On Tuesday I filled out my form. That was so cool!! I told people about one million times how to do it and what it is good for.. but when I had to do it myself it was different. Sometimes I didnt know what to cross and also I was a little nervous. It is indeed changing lives! It gave me a little bit of an adventure feeling. Not knowing where to go and what exactly to do! But anyway, I am looking forward to all that now a lot!! Being a number in our insight-pool!! Matching and then working... really hope there will be something nice for me :)

Tuesday, March 15, 2005

soon back home

Countdown. I am leaving Czech Republic in 15 days. I am happy - but sad. Once more I dont know what is awaiting me. Back in Chemnitz I might have to start a new life again. Most of my friends are not there anymore - and the ones that are there... I dont know if it will still be the same. 13 months have passed so fast - I remember my arrival on the 28th last year and also I have a million things in mind that I still wanted to do here.
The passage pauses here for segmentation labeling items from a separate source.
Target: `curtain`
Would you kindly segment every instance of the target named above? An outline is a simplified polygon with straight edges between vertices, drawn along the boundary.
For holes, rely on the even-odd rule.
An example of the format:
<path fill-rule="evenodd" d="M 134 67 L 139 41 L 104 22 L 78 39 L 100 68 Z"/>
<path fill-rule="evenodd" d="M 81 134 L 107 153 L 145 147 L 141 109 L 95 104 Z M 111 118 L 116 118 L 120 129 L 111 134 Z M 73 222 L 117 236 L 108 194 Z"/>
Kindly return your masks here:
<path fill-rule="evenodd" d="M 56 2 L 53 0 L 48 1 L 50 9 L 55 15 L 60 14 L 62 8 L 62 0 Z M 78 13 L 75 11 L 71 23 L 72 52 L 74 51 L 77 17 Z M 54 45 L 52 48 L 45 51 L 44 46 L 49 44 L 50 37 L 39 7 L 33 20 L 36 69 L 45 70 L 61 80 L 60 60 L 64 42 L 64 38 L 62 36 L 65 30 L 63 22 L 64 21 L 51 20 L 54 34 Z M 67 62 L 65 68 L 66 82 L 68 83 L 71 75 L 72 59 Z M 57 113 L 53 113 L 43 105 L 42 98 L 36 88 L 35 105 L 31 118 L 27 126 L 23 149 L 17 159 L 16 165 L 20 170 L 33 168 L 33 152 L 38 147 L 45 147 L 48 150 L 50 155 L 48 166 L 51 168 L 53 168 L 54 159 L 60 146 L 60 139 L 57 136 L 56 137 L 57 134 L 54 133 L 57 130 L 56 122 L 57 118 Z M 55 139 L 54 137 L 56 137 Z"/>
On the other hand I feel like I have been living here for all my life! I like it so much! The town, all the buildings, the 2 parks in the summer, my flat, even my work - and of course the people. Some weeks ago I thought I wouldnt miss them so much when being back in Germany. Now I know that I was wrong! So wrong! I am missing them already! They became so important. Most of them I have only met in October... our Newies... but still we became really good friends within these 5 months. Then there are the people I have been knowing right from the start. That is so special! They are the ones that can see how much this experience has changed me - that know what every single day here meant to me - the good ones - but especially the bad ones. The ones where I was completely lost and down. Where I was thinking about going back and quitting everything started here. The ones where I was doubting all my friendships and even my whole life. The ones where I was growing and finding out that not everything can be easy and not everything is going according to plans - yet everything has a meaning and teaches you something useful. Thats what I appreciate now - and thats what will stay with me... in Germany... and wherever else I will go.

Monday, March 14, 2005

in love

... with the right man. I am! I found him and I still can't believe it. How sometimes someone just steps into your life. Like a star in the sky that you just notice one night because everything around you is so dark that you can see this one star shining so bright - for you. And you don't let it go again! It's a spot - there for you all the time from now on! The nice thing is that it makes you shine as well and together the entire world starts looking so much nicer because of two shining stars! It's such a miracle! Love.

Friday, March 11, 2005

patient

All computers in our office are so slow! It takes about 5 minutes to send one single email! As we are now writing to all LCs and also to about 20 others to invite them to our Good-bye Party next week we will be sitting here for at least 2 hours! What million other things could be done in these two hours!! Clothes could be cleaned, books read, mothers called, cakes baked, baths taken... non of all that is so important... so actually... its not so bad to have slow computers when thinking about it now... and maybe somewhere else its even worse :)

on time

I'm never on time... I'm trying... but: no!

Today I was late for work again... 45 min!! What about my German genes?? They don't exist in me!! In this sense I would say my parents were doing a really bad job!! Sometimes this makes me feel really bad... I have good excuses though - a long list :) and they work - at least to calm myself down!!